Former special counsel Robert Mueller wrote a high profile op-ed defending his office’s prosecution of Roger Stone and the Russia investigation on Saturday, the day after President Donald Trump commuted Stone’s prison sentence. Sen. Lindsey Graham (R-S.C.) responded to the op-ed on Tuesday by saying he planned to call Mueller to testify before the Senate Judiciary Committee.
Appearing on former Congressman Trey Gowdy’s podcast Tuesday, Chairman Graham said that he was “hellbent on making sure that somebody investigates the investigators,” adding that Mueller had brought it upon himself by “deciding to interject himself into the Roger Stone case.”
Graham said he didn’t “blame the president at all” for commuting Stone’s prison sentence because of the “circumstances” surrounding the case, and further reasoned that if Mueller wanted to speak about the Stone prosecution, then he should also be ready to testify about the Carter Page warrant application.
“I want [Mueller] to comment on basically what did he have to suggest there was collusion between campaign operatives and the Russian government on August 17, 2017. He has a lot to account for and we’ll see how he does,” Graham said.
The Senate Judiciary Committee chairman then previewed his line of questioning for the former special counsel, saying it would largely be based on Justice Department Inspector General Michael Horowitz’s 2019 report on the FBI’s “Crossfire Hurricane” investigation into the Trump campaign.
“We know that that the Crossfire Hurricane was probably one of the most corrupt investigation since J. Edgar Hoover at the FBI,” Graham said, adding that the report “exposed all kinds of troubling problems.”

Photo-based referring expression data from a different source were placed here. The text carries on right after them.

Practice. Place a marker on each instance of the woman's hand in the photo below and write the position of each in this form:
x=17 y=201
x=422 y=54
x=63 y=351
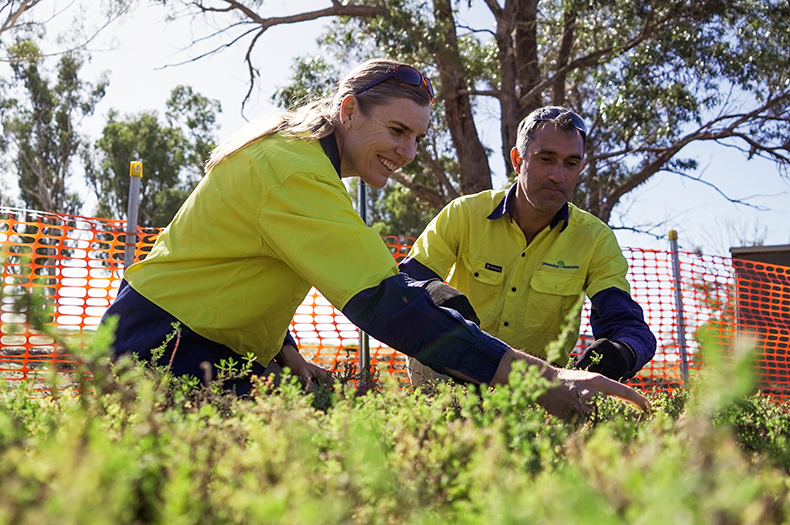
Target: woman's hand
x=303 y=368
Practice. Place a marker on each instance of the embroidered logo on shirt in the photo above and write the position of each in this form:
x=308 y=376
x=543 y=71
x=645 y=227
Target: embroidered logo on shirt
x=561 y=265
x=493 y=268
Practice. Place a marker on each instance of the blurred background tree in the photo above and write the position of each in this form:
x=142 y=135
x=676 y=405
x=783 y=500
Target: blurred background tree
x=650 y=78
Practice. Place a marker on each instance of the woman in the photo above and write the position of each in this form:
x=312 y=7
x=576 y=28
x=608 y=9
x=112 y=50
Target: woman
x=272 y=218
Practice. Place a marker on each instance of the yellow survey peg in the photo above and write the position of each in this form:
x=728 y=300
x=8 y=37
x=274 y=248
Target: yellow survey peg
x=135 y=169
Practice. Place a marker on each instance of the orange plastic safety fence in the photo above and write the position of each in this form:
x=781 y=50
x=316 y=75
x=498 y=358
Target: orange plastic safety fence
x=77 y=264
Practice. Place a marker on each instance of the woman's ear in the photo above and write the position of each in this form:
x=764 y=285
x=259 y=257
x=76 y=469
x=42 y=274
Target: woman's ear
x=347 y=110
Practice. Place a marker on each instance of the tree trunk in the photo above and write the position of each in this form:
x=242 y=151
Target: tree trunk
x=528 y=70
x=475 y=173
x=508 y=97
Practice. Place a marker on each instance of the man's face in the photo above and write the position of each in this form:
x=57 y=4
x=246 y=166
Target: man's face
x=549 y=170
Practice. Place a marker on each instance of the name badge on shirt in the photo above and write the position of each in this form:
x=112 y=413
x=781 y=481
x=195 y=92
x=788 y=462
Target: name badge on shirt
x=493 y=268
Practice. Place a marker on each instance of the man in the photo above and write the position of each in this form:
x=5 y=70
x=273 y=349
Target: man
x=524 y=256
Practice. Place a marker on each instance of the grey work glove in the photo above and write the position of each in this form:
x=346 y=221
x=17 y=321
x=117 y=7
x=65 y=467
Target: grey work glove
x=609 y=358
x=445 y=295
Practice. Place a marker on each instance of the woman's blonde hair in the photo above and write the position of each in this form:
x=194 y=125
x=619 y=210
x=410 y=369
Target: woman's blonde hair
x=317 y=119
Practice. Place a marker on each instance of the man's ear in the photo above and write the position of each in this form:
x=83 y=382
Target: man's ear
x=515 y=158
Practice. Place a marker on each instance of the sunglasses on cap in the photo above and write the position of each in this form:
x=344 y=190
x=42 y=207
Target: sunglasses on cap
x=552 y=113
x=406 y=74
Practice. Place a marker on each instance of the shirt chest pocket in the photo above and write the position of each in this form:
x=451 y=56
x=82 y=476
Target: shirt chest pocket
x=551 y=297
x=481 y=282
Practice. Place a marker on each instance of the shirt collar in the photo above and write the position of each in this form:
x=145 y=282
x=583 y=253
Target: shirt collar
x=509 y=199
x=329 y=143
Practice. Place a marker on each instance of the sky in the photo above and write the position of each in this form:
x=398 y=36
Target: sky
x=141 y=51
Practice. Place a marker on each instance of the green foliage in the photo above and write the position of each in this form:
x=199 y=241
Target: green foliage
x=172 y=152
x=41 y=125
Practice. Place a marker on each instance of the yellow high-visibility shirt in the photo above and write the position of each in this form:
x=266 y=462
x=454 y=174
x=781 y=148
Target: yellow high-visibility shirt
x=521 y=293
x=260 y=229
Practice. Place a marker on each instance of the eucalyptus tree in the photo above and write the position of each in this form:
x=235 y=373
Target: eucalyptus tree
x=41 y=126
x=172 y=151
x=650 y=78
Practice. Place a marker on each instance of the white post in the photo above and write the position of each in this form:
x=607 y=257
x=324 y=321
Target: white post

Graham, as a basis for questioning Mueller, specifically called out the FBI’s reliance on the “Steele Dossier” in obtaining FISA warrants to surveil Page.

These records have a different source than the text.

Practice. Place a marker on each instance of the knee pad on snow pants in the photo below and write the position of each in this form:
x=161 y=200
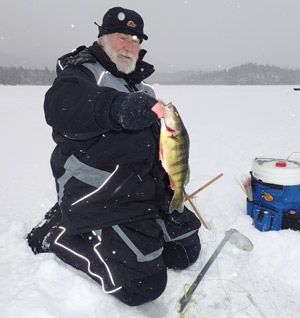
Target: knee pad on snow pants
x=110 y=262
x=182 y=253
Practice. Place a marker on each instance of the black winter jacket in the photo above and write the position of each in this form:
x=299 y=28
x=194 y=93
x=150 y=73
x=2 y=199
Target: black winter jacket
x=105 y=174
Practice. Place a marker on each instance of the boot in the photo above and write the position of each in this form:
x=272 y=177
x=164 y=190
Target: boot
x=38 y=235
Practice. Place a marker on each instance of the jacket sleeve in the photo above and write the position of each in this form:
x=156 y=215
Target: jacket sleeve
x=77 y=107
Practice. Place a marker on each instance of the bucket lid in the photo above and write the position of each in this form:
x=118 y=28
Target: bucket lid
x=276 y=170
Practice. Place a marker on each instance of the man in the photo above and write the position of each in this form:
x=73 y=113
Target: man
x=111 y=219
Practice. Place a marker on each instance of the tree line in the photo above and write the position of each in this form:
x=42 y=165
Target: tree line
x=245 y=74
x=23 y=76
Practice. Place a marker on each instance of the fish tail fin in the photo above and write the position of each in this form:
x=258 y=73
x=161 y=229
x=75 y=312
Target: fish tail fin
x=177 y=202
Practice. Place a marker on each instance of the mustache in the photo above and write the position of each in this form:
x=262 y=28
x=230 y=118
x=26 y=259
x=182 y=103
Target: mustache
x=127 y=54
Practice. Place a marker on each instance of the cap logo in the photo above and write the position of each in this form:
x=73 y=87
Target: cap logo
x=131 y=24
x=121 y=16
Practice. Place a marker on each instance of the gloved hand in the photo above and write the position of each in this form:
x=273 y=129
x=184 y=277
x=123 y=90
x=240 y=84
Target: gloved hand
x=133 y=111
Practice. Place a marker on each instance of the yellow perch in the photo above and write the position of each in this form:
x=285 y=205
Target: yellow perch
x=174 y=154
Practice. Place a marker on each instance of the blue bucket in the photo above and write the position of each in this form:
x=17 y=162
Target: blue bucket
x=275 y=201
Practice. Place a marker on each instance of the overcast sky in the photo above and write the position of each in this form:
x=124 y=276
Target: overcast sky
x=183 y=34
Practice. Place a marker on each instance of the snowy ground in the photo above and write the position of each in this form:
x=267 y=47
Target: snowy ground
x=228 y=127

“What I want to know from Mr. Mueller is what evidence did you have that Carter Page was a Russian agent colluding with the Russian government as part of the campaign of Donald Trump,” Graham said.
While the IG’s report certainly rebuked the FBI for failing to follow proper procedures in their FISA warrant applications, the report also concluded that such failures were illustrative of a widespread problem throughout the bureau and were in not politically motivated. The report stated that the IG “did not find documentary or testimonial evidence that political bias or improper motivation influenced the FBI’s decision to seek FISA authority on Carter Page.”
Additionally, three of the four FISA warrant applications were submitted prior to Mueller’s May 2017 appointment as special counsel, with the fourth and final application being submitted in June.
“January 4, 2017, the FBI agent in charge of Crossfire Hurricane [Michael] Flynn component, recommended that General Flynn be dropped from the investigation. That’s the professional side of the house saying ‘we can’t find anything to suggest that Flynn is a Russian agent,” Graham said.
The South Carolina senator then said he wanted to know what Mueller believed about Flynn and whether Mueller knew that there had been a recommendation in Jan. 2017 that the investigation against him be dropped.
Mueller was appointed by Deputy Attorney General Rod Rosenstein the day after the New York Times reported that Trump had fired FBI Director James Comey for refusing to shut down the investigation into Flynn and well after the FBI interviewed Flynn about his contacts with Russian Ambassador Sergey Kislyak.
Graham also told Gowdy that he planned to lead an effort to declassify a 40-page memo detailing an interview between the FBI and one of the primary sources used by former British agent Christopher Steele in compiling the Steele Dossier.
“My staff has finally got to look at it. It’s classified. I’m going to try to get it unclassified,” Graham said.
Also on Tuesday, John Dowd, President Trump’s former attorney in the Mueller probe, called for U.S. Attorney John Durham to investigate former Mueller deputy Andrew Weissmann.
“Weissman and his dream team failed in their first attempt to manufacture a crime and want to further abuse the process when their sorry effort has been exposed,” Dowd told The Washington Times. “The Stone indictment did not allege a crime by President Trump. So why further abuse the process except more sour grapes.”